Partisan des libéraux, le lieutenant-gouverneur George Hedley Vicars Bulyea suivait l’affaire de près avec le premier ministre du pays, sir Wilfrid Laurier. En février, il comprit que, vu leurs dissensions, les libéraux réclameraient un « bouc émissaire » et que, en l’absence de tout successeur sérieux pour Rutherford, il faudrait sans doute, pour sauver le gouvernement libéral de la province, faire appel à quelqu’un d’extérieur à l’Assemblée. « Peut-être juge en chef seule solution permanente », télégraphia-t-il à Laurier à la mi-mars. Dès le 17 mai, Sifton avait accepté. Lorsque l’Assemblée se réunit, le 26, Bulyea annonça la démission de Rutherford, la nomination de Sifton au poste de premier ministre et – à la stupéfaction de l’opposition –, la prorogation de la Chambre, afin de donner à Sifton le temps de choisir un nouveau cabinet et de raffermir sa position. « L’acceptation du fauteuil de premier ministre par le juge en chef a eu pour conséquence de mettre fin à la chicane de famille au Parti libéral d’ici », dit Charles Wilson Cross à Laurier. À la fin de juin, Sifton et son cabinet gagnèrent une série d’élections partielles ; Sifton lui-même l’emporta dans la circonscription de Vermilion. Tout en exerçant les fonctions de premier ministre et de président du Conseil exécutif, il fut trésorier de la province et ministre des Travaux publics du 1er juin 1910 au 4 mai 1913, et ministre des Chemins de fer et Téléphones du 20 décembre 1911 jusqu’à sa démission en 1917.
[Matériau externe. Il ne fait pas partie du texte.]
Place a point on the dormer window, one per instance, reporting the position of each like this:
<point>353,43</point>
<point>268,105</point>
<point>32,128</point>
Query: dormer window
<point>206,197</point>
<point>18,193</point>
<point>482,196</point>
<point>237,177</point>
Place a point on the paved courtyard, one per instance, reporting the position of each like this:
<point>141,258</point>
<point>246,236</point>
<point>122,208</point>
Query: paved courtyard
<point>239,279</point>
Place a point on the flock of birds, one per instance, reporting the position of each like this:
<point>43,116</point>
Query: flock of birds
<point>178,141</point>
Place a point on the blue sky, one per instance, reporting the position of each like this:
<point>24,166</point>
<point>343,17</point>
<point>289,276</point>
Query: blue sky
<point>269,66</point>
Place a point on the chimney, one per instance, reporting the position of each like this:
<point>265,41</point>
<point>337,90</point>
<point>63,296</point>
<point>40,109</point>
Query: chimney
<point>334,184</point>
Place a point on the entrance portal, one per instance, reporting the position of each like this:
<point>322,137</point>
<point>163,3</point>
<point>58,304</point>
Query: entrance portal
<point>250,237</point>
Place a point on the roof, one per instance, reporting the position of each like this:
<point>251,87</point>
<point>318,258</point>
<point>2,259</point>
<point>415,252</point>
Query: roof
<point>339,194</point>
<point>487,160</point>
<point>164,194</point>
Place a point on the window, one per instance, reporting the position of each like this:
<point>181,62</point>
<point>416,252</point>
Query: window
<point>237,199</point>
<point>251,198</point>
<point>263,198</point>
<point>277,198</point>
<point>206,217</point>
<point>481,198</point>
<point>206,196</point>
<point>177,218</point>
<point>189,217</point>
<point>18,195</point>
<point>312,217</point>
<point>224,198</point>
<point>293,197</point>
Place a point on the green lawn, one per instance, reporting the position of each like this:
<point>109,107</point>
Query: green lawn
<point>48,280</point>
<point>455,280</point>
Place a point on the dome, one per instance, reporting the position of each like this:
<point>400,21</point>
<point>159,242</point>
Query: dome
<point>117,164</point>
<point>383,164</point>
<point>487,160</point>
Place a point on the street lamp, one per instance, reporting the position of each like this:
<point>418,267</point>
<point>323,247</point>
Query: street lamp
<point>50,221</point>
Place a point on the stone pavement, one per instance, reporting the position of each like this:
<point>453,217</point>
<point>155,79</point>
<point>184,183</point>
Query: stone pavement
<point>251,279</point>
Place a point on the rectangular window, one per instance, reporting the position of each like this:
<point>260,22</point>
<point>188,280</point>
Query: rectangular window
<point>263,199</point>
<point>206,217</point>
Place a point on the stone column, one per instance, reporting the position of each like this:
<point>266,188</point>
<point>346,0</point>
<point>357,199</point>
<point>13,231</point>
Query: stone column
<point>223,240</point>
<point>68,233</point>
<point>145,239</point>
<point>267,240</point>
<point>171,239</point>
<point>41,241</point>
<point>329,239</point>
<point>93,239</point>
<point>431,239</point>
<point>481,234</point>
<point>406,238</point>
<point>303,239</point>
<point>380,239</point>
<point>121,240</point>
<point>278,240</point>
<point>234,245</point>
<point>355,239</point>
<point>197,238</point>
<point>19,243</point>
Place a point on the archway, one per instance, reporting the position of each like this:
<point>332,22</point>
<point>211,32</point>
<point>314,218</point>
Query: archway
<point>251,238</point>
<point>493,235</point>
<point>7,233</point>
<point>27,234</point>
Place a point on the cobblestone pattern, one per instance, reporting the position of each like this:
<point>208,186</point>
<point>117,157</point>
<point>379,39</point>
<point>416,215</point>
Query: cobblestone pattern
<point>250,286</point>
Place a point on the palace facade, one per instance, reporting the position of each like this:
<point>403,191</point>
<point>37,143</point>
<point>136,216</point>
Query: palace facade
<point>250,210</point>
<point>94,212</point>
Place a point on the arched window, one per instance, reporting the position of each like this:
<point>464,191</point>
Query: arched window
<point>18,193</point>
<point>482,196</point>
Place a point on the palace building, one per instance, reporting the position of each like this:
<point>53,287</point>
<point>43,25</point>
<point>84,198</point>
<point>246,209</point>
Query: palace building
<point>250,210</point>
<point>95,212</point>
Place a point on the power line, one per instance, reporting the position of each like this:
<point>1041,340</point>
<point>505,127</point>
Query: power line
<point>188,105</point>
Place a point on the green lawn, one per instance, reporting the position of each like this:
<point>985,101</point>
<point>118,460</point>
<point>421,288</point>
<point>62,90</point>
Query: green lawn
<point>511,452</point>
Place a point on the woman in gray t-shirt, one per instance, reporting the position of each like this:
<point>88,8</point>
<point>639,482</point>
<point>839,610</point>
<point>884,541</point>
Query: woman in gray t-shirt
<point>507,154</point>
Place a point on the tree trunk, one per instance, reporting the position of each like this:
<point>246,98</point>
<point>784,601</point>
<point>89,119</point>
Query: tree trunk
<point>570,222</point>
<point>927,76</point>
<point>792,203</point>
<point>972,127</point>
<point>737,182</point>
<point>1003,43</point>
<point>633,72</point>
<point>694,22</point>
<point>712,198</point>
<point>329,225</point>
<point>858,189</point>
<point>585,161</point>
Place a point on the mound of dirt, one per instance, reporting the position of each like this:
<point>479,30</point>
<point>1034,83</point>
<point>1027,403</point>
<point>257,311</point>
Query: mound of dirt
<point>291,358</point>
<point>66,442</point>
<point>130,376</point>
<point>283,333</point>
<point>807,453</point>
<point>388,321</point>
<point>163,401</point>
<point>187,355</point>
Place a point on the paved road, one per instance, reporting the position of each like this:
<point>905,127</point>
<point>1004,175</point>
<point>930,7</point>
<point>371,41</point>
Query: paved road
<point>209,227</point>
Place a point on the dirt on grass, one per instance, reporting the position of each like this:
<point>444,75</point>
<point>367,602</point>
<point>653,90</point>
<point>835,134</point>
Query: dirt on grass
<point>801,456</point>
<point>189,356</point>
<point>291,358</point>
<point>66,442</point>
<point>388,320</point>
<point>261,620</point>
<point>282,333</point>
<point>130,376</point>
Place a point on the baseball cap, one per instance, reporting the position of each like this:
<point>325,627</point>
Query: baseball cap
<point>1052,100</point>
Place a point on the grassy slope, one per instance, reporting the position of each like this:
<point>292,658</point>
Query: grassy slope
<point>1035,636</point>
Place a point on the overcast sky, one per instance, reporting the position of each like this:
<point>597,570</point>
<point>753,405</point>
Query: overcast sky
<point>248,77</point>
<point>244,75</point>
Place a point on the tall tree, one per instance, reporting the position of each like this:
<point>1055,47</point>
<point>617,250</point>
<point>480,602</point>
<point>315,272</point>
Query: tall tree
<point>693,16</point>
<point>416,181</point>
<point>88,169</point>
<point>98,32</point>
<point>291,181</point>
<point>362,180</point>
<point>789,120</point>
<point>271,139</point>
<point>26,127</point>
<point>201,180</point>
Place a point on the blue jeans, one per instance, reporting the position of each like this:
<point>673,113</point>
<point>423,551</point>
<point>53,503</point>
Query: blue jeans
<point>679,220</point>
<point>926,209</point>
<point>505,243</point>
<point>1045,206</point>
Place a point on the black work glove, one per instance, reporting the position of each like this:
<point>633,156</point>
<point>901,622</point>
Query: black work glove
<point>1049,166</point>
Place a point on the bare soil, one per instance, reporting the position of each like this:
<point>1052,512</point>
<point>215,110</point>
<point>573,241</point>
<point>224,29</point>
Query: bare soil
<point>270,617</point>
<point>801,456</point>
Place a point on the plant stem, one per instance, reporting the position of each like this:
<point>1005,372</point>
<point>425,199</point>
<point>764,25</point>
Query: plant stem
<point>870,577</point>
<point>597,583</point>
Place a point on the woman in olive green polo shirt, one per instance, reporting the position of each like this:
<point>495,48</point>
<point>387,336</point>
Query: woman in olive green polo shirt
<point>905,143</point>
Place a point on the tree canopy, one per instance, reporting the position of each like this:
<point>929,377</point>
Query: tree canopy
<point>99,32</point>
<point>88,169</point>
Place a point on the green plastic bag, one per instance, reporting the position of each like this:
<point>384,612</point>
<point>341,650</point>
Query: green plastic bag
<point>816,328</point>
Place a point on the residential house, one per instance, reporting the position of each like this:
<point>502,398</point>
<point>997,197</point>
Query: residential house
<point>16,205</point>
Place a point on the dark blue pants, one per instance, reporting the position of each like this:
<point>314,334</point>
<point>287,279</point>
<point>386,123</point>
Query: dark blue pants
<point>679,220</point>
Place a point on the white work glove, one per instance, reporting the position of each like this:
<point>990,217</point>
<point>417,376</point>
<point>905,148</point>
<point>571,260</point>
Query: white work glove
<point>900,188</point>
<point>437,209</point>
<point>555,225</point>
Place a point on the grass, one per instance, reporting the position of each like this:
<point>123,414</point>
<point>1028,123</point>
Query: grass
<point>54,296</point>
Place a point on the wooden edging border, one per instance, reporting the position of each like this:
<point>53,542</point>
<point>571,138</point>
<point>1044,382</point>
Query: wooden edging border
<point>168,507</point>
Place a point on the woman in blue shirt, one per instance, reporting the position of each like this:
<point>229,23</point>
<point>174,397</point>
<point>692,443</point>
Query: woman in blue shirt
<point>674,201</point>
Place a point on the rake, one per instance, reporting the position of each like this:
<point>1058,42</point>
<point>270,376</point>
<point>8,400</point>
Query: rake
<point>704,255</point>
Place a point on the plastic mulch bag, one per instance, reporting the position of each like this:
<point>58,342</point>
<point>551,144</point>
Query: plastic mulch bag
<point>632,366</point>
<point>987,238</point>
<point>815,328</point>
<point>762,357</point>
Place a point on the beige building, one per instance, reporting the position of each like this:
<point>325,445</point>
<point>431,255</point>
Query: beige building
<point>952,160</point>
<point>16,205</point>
Le nouveau premier ministre devait faire ses preuves, d’abord devant les députés, qui étaient divisés et plutôt sceptiques, puis devant l’ensemble des citoyens. Sifton n’était ni dynamique ni robuste : atteint depuis très longtemps d’une affection cardiaque, il n’avait pas d’énergie à revendre. Comme la chose n’était pas de notoriété publique, beaucoup le croyaient paresseux. De surcroît, il prononçait beaucoup moins de discours que la plupart des grands personnages politiques et se montrait très réservé en public. Un historien a qualifié son attitude de « glaciale et arbitraire ». Qu’il ait eu un esprit clair et incisif, peu de gens en doutaient. Les circonstances l’aidèrent à gagner la faveur du peuple. En 1910, Laurier se rendit dans l’Ouest. Ce fut l’une de ses rares visites dans cette région et c’était la première fois, en plus de 15 ans, qu’il y sondait vraiment l’opinion publique. Il invita Sifton à l’accompagner pendant la partie albertaine de sa tournée. Non seulement la présence de Sifton sur les tribunes aux côtés du populaire premier ministre Laurier et de certains de ses principaux ministres montra-t-elle que le gratin libéral du pays lui manifestait sa solidarité et son appui, mais elle attira plus l’attention des Albertains sur lui qu’aucun autre événement n’aurait pu le faire. L’année suivante, Sifton soutint sans réserve l’entente de réciprocité proposée par les libéraux fédéraux avec les États-Unis, projet très populaire en Alberta. Ainsi, il se démarqua de son frère Clifford, un des plus virulents adversaires de l’entente.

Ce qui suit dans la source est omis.